Windows (windows 2000 graphics driver model) flow is:

Open Questions:

  • what is the relationship between miniport and displaydriver?
    • During SetPowerState(4) can calls be made to dd?
      • Seems to be negative, the rest follows this assumption
    • After SetPowerState(4) and before Call to ACPI can calls be made to dd?
    • After ACPI return from sleep and before SetPowerState(1) can calls be made?
      • Seems to be affirmative, the rest follows this assumption

General Change:

  • After SetPowerState(4)
    • copy all surfaces to local ram
    • Any operation (done after we return from SetPowerState(4) will:
      • check if the surface it is aiming at is off device.
      • if so block on an event fired by SetPowerState(1)

Sleep: (initated by the guest)

  • display:
    • T0: DrvAssertMode - the order of this and SetPowerState is experimentally T0 < T1, but could not find documentation to support this.
  • miniport:
    • T1: SetPowerState 4 (VideoPowerOff) (For hibernate: 5 - VideoPowerHibernate)
      • Clear release ring
      • QXL_IO_ABOUT_TO_SLEEP
      • device: Call worker to (1) render all commands (2) release all references to device resources.
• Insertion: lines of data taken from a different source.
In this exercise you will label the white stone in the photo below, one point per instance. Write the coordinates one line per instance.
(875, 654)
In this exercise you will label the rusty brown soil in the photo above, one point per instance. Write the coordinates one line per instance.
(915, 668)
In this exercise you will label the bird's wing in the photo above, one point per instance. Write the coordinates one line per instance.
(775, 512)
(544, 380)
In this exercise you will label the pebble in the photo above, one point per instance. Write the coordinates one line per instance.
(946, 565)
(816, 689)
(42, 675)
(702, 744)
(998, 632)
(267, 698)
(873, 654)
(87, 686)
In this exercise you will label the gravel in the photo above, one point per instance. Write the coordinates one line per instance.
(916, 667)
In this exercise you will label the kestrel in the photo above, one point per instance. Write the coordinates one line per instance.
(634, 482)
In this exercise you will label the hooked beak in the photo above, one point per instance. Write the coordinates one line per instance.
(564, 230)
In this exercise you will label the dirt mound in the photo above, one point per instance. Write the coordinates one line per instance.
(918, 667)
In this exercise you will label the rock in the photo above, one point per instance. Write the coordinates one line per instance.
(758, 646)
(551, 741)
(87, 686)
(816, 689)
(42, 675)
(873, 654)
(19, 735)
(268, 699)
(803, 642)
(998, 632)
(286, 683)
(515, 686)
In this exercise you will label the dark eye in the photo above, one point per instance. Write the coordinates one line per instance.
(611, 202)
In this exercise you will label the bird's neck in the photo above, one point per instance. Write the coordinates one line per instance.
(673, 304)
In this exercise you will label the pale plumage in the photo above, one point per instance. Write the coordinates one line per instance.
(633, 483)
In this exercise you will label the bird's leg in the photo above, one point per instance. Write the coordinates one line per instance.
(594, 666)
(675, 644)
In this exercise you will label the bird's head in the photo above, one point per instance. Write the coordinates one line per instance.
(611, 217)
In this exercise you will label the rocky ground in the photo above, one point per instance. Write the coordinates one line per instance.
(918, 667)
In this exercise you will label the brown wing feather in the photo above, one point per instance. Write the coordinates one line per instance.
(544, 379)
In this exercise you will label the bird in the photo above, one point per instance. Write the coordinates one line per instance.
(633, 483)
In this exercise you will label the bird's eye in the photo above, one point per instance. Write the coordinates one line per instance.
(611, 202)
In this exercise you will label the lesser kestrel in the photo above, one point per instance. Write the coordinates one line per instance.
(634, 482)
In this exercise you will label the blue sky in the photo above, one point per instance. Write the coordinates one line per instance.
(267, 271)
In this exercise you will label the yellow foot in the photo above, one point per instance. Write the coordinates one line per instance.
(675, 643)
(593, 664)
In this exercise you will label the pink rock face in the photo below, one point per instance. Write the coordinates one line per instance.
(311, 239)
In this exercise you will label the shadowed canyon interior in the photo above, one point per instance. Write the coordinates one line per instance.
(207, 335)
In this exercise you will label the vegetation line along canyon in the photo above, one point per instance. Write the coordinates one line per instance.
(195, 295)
The worker will:
        • flush cursor and display command rings
        • update all surfaces
        • destroy all surfaces
        • empty GLZ dictionary
        • flush commands to client (after timeout remove them, possibly replace with surface images and last cursor)
      • Clear release ring again
      • assert command ring and cursor ring both empty